Complex numbers are numbers that have both a real part and an imaginary part. They are usually written as \(a + bi\), where \(a\) and \(b\) are real numbers, and \(i\) is the imaginary unit, defined by \(i^2 = -1\).
These numbers extend the familiar concept of real numbers and they are plotted on the complex plane, where the horizontal axis represents the real part and the vertical axis represents the imaginary part. Using this plane, each complex number corresponds to a unique point or position in a 2D plane.
Some key points about complex numbers include:

• The **real part** \(a\) is the component without \(i\).
• The **imaginary part** \(b\) refers to the coefficient of \(i\).
• Complex numbers can also be expressed in **polar form**, which makes multiplying and powering them easier.

Understanding complex numbers is essential when applying De Moivre's Theorem, which allows us to compute powers and roots of complex numbers more effectively.

Polar form is an alternative representation of complex numbers, which is particularly useful for multiplication and powering. In this form, a complex number is expressed as \(r(\cos \theta + i\sin \theta)\).
Here, \(r\) is the modulus and \(\theta\) is the argument:

• The **modulus** \(r\) is the distance of the complex number from the origin on the complex plane, calculated by \(r = \sqrt{a^2 + b^2}\).
• The **argument** \(\theta\) is the angle made with the positive real axis, often found using the inverse tangent function.

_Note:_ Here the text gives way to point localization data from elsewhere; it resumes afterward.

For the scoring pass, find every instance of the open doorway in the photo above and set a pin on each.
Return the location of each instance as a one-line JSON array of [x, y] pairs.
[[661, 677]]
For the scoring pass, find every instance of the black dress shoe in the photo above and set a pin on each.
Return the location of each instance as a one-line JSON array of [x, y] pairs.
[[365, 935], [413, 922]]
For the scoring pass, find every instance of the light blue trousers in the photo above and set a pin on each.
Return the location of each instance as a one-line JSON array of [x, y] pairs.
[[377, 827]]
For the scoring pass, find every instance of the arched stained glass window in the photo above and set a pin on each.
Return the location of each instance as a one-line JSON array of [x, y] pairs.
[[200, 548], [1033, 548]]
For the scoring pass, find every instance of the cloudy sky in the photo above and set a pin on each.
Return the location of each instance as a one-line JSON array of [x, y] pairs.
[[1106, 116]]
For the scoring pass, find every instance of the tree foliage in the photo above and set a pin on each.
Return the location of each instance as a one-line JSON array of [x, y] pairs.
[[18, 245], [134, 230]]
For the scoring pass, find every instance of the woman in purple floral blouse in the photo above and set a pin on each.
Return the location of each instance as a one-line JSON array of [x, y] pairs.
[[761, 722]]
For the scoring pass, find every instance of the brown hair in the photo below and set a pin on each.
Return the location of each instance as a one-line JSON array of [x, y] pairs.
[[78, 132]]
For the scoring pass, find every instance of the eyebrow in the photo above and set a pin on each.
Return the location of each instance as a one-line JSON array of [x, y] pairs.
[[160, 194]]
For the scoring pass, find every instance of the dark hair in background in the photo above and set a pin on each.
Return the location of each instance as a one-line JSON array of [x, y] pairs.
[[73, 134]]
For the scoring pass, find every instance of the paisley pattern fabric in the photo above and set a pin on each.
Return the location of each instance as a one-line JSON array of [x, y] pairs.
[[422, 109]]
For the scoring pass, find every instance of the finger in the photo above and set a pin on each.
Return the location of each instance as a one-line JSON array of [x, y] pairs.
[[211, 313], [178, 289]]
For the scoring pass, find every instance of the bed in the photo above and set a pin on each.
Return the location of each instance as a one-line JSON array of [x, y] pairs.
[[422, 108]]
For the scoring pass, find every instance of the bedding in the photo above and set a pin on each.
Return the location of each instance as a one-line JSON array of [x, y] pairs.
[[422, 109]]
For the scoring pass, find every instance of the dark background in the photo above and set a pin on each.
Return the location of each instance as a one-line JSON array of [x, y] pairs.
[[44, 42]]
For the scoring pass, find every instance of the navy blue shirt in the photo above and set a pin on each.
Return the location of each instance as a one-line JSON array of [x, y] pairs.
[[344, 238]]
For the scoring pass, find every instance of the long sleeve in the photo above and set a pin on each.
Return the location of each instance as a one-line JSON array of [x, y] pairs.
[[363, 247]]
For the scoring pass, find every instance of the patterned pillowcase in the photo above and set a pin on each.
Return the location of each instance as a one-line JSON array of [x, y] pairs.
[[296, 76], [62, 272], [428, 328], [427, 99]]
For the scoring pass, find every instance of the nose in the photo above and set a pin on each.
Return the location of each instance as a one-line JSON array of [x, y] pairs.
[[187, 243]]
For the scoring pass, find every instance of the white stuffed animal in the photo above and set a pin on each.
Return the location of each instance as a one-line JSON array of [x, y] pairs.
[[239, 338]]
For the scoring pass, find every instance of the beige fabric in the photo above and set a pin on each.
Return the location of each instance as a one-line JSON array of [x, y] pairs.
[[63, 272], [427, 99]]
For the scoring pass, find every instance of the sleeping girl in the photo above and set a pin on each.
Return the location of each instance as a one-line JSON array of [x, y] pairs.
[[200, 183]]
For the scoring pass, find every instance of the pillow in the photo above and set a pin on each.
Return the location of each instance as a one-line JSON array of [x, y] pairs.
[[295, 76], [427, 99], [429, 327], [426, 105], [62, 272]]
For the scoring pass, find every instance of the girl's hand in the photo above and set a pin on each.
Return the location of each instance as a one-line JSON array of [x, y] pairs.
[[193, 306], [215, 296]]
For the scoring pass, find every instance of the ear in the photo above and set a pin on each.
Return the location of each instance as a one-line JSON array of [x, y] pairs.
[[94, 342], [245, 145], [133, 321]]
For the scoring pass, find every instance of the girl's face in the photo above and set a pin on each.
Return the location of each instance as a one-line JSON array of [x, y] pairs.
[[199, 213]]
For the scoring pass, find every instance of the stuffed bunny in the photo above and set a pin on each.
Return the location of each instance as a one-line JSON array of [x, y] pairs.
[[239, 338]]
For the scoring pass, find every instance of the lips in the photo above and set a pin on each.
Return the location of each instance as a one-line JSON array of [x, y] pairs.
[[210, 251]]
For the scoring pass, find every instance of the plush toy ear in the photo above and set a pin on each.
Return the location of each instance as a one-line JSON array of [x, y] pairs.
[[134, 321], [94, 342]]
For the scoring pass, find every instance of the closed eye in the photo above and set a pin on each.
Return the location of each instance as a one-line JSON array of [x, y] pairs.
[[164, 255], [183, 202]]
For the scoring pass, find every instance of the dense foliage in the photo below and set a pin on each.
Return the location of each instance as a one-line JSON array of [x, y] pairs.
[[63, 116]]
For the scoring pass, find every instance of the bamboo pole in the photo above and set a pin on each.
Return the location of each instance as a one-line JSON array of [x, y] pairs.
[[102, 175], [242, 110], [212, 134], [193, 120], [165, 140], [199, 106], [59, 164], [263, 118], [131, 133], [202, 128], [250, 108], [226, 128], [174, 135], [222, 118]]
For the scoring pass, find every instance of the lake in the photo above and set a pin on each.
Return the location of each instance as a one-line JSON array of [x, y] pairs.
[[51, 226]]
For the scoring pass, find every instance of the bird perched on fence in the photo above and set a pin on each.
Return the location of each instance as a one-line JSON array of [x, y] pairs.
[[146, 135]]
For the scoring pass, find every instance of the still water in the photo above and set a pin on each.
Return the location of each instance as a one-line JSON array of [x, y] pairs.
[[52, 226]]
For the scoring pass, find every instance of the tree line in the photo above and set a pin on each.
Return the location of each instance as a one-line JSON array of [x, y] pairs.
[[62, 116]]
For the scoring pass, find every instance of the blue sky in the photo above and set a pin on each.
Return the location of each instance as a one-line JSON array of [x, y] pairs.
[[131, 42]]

Converting a complex number to polar form involves computing these two components. For example, the modulus of \(-1 + i\) is \(\sqrt{2}\), and the argument is \(\frac{3\pi}{4}\) radians, since it lies in the second quadrant.
This representation simplifies operations like multiplication and exponentiation, which would otherwise be cumbersome in standard form.

Trigonometric functions, specifically sine and cosine, are crucial when working with complex numbers in polar form. These functions help to govern the rotation and describe the position of a point on the unit circle.
In the context of complex numbers and De Moivre's Theorem, they represent how the angle (argument) is spread out over the unit circle. For any angle \(\theta\):

• **Cosine** function, \(\cos \theta\), indicates the horizontal position on the unit circle.
• **Sine** function, \(\sin \theta\), indicates the vertical position on the unit circle.

Using De Moivre’s Theorem, \((r(\cos \theta + i \sin \theta))^n\) simplifies to \(r^n(\cos(n\theta) + i \sin(n\theta))\), allowing easy computation of powers of complex numbers. For example, multiplying the angle by \(n\) effectively applies the rotation \(n\) times, and geometric properties of the sine and cosine lead to simplifications like \(\cos(6\pi) = 1\) and \(\sin(6\pi) = 0\). This eventually yields a simple result in real/imaginary terms, such as \(16 + 0i\) in our exercise.